ONTAP Discussions
ONTAP Discussions
I recently ran the storage aggregate show-scrub-status command on all of our clusters. On all but one cluster the last scrub time was within a week of today, with one exception, and that one was within two weeks. However, on one cluster (a 4-node all AFF cluster), two aggregates had a "-" for Last Scrub Time and was in a suspended state. One was 37% complete and the other was 71% complete. Should I be concerned and run the scrub manually?
Solved! See The Solution
Hi,
For AFF system, the default schedule is weekly at 1 a.m. on Sunday for the duration of 6 hours. So, if it extends beyond 6 hrs, ONTAP will suspend it and for non-AFF it is 4 hrs on weekday so any scrubbing that extends beyond that time will be suspended. This is understood.
However, the next schedule should have pick it up from suspension or start another run? Don't know!
Could be that if raid-scrub is in 'suspended' state, it remains in that state and never picked up again. That's very risky.
Could you do one thing:
1) Resume the suspended scrub:
::> storage aggregate scrub -aggregate <aggr> -node <node> -action resume
Hopefully, that should kick-off scrubbing from where it left. Bydefault : scrub perf impact is low, which means it is not going to have any negative impact on the storage performance. Also, as it is Friday, so no harm in resuming it.

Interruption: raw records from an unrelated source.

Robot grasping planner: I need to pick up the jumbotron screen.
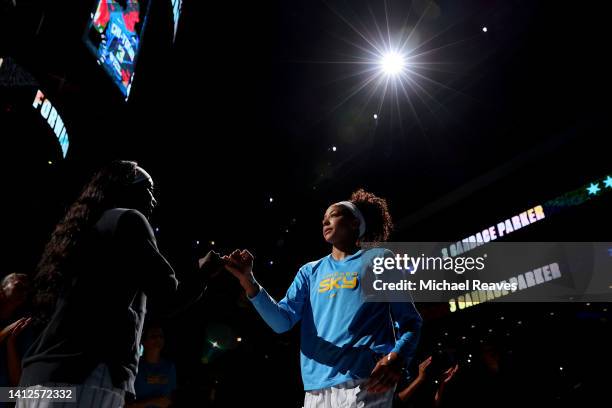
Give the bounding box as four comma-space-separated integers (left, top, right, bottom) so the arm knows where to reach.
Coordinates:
84, 0, 150, 100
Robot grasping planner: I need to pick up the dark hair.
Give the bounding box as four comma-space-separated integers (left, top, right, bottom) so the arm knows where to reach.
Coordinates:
350, 188, 393, 242
34, 160, 138, 322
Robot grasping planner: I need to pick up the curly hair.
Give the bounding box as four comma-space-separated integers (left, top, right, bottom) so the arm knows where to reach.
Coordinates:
350, 188, 393, 242
34, 160, 138, 323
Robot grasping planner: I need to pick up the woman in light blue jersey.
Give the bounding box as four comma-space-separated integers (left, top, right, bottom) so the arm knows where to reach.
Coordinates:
224, 190, 422, 408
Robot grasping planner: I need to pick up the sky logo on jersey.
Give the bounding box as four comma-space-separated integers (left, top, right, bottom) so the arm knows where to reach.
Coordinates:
319, 272, 359, 297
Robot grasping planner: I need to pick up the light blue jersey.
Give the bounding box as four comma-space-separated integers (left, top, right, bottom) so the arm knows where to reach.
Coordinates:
251, 248, 422, 391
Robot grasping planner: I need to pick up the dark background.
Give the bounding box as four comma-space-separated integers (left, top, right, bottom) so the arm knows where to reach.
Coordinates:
0, 0, 612, 407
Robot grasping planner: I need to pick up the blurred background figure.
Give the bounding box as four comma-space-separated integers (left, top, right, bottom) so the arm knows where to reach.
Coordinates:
0, 273, 31, 408
127, 323, 176, 408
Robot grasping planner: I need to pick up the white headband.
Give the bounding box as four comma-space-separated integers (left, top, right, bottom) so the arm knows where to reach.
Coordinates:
334, 201, 365, 238
132, 166, 153, 184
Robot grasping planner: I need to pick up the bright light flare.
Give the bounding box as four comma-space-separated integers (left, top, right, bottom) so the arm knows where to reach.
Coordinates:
380, 51, 407, 76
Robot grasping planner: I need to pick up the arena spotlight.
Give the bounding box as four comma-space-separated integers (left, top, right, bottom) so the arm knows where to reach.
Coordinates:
379, 51, 407, 76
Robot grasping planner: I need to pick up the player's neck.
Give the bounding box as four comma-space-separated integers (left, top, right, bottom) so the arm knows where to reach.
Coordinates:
332, 242, 359, 261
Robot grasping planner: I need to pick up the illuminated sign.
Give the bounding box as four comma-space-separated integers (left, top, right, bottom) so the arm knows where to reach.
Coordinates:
172, 0, 183, 39
442, 205, 546, 257
84, 0, 149, 100
441, 175, 612, 312
32, 90, 70, 158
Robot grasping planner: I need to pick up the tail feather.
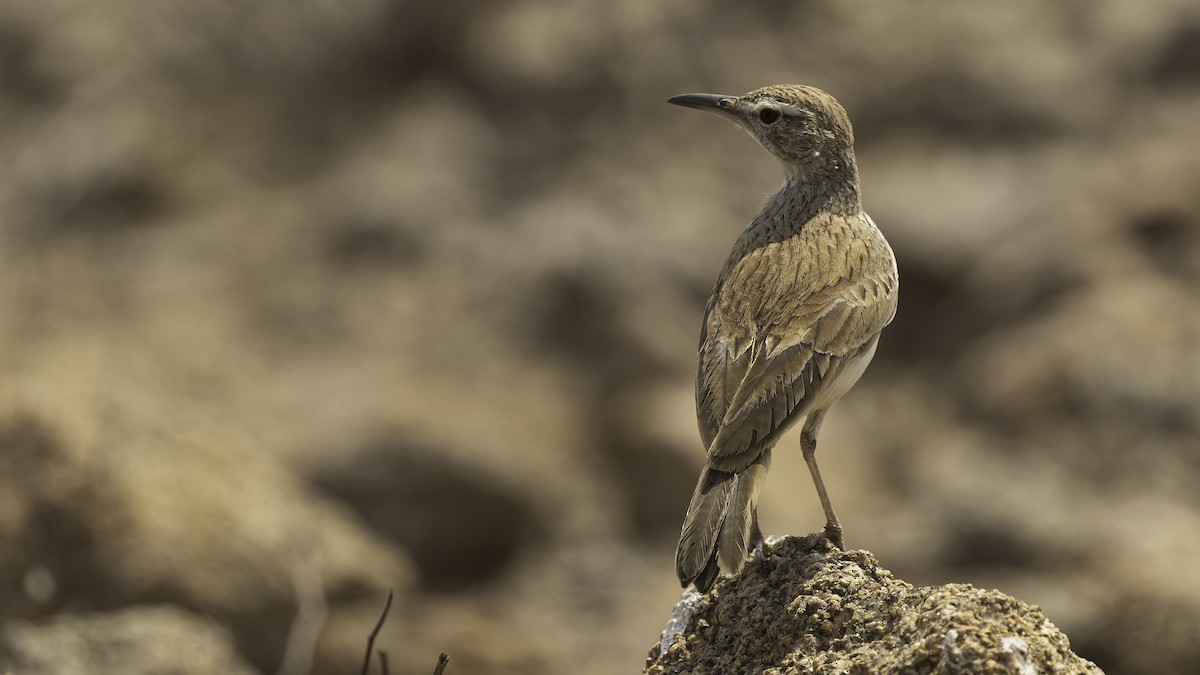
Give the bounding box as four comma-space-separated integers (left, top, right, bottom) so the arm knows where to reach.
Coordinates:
676, 468, 738, 586
676, 450, 770, 592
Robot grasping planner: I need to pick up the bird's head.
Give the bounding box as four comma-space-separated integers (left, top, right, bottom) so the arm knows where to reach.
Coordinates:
668, 84, 854, 179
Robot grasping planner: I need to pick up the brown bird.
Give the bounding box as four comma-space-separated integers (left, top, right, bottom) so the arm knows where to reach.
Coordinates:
670, 85, 898, 592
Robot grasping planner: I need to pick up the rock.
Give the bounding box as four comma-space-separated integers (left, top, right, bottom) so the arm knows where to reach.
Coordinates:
646, 534, 1102, 675
0, 605, 257, 675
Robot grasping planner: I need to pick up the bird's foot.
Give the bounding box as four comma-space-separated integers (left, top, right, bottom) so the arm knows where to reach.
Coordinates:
754, 539, 767, 567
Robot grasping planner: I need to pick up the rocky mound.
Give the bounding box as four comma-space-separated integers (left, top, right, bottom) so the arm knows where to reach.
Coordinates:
646, 534, 1100, 675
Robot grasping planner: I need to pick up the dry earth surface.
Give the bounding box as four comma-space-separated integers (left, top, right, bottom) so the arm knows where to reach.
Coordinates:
0, 0, 1200, 675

2) Have a look later on and see if it completes.
May be once it is completed that it will pick-up new one (weekly for AFF).
https://docs.netapp.com/ontap-9/index.jsp?topic=%2Fcom.netapp.doc.dot-cm-cmpr-960%2FTOC__storage__raid-options.html [raid.scrub.schedule]
Thanks!
Hi,
For AFF system, the default schedule is weekly at 1 a.m. on Sunday for the duration of 6 hours. So, if it extends beyond 6 hrs, ONTAP will suspend it and for non-AFF it is 4 hrs on weekday so any scrubbing that extends beyond that time will be suspended. This is understood.

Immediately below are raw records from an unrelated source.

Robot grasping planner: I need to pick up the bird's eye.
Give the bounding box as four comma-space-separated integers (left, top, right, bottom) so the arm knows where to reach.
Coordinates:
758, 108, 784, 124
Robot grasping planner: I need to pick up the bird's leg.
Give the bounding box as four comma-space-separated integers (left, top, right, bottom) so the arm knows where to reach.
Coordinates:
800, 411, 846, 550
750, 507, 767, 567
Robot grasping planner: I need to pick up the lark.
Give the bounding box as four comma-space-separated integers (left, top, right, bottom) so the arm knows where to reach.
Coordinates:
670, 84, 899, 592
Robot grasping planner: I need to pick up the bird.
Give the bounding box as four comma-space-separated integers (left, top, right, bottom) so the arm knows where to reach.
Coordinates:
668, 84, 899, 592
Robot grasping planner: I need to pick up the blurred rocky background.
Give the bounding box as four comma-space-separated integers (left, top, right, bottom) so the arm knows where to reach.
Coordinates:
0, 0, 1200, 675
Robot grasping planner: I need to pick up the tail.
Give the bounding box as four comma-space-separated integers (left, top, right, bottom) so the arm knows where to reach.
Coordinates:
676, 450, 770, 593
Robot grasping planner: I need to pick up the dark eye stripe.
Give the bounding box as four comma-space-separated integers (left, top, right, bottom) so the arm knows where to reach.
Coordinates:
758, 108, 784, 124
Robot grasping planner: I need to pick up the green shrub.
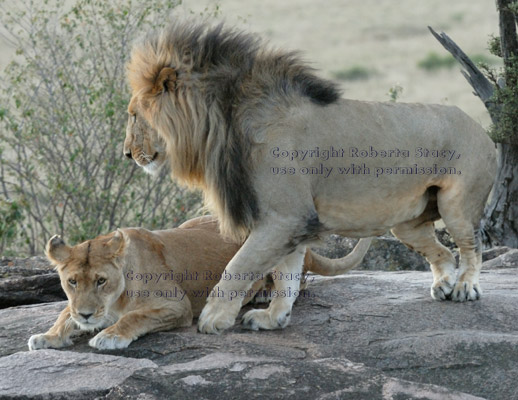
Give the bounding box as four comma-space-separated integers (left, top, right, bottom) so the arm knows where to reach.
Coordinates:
0, 0, 200, 254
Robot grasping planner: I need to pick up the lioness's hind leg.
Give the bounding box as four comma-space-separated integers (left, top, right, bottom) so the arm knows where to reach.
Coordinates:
242, 247, 305, 330
392, 218, 456, 300
437, 188, 487, 301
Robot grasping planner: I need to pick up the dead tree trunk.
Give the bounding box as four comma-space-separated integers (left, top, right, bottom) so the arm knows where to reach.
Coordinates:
428, 18, 518, 247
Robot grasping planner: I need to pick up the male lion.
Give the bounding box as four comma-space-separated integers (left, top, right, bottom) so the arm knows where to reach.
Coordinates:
29, 217, 368, 350
124, 23, 496, 333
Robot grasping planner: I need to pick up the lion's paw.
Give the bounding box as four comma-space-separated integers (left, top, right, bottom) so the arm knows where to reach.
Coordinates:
198, 302, 235, 335
241, 310, 291, 331
88, 329, 133, 350
431, 276, 455, 301
28, 333, 72, 350
451, 281, 482, 302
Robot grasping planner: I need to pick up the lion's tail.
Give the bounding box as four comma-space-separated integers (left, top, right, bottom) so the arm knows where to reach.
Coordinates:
304, 237, 373, 276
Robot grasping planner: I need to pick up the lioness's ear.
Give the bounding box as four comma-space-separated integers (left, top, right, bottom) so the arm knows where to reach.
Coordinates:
153, 67, 176, 94
45, 235, 70, 264
105, 229, 126, 257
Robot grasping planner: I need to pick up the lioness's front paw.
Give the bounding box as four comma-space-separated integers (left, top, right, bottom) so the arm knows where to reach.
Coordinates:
198, 301, 236, 335
88, 329, 133, 350
452, 281, 482, 301
28, 333, 72, 350
241, 309, 291, 331
431, 275, 455, 301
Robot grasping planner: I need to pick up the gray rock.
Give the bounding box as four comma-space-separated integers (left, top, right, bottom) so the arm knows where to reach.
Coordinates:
0, 257, 66, 308
0, 252, 518, 400
484, 247, 518, 269
0, 350, 157, 399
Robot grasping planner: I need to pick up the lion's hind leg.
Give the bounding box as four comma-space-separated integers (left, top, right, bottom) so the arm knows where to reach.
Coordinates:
392, 219, 456, 300
437, 187, 489, 301
242, 246, 305, 330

However, the next schedule should have pick it up from suspension or start another run? Don't know!
Could be that if raid-scrub is in 'suspended' state, it remains in that state and never picked up again. That's very risky.
Could you do one thing:
1) Resume the suspended scrub:
::> storage aggregate scrub -aggregate <aggr> -node <node> -action resume
Hopefully, that should kick-off scrubbing from where it left. Bydefault : scrub perf impact is low, which means it is not going to have any negative impact on the storage performance. Also, as it is Friday, so no harm in resuming it.

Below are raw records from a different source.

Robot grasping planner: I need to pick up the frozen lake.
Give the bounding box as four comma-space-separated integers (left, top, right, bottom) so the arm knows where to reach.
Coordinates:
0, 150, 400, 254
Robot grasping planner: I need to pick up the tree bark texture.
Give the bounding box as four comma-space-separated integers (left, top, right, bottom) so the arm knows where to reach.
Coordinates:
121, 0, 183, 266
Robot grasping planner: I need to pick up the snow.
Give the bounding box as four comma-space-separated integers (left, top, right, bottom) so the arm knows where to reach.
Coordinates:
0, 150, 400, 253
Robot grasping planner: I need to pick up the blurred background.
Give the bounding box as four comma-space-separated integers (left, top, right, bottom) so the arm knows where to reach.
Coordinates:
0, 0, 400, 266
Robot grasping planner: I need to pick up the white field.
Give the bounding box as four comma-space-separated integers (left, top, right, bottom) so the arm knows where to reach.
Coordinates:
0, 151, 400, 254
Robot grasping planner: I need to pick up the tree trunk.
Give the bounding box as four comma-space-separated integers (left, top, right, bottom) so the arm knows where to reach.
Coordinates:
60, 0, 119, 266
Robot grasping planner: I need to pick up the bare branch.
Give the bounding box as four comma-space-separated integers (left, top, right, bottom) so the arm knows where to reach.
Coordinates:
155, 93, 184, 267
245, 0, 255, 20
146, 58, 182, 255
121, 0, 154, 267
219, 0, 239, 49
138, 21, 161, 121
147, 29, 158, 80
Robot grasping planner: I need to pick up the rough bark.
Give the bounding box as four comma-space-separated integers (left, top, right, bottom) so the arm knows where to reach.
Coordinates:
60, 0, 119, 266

2) Have a look later on and see if it completes.
May be once it is completed that it will pick-up new one (weekly for AFF).
https://docs.netapp.com/ontap-9/index.jsp?topic=%2Fcom.netapp.doc.dot-cm-cmpr-960%2FTOC__storage__raid-options.html [raid.scrub.schedule]
Thanks!
THanks @Ontapforrum . I have kicked off the jobs and will review results on Monday. Hopefully they catch up!
Good stuff...do let us know how it goes eventually , yes that should catch up. Thanks!
@Ontapforrum the resume command got one of the affected aggregates caught up. The other one caught up partly and then went back to suspended. I'll keep manually resuming on that aggregate until it is fully caught up. All others have a fairly recent date now. Thanks for the help!
Thanks for the update. Great stuff. Take care!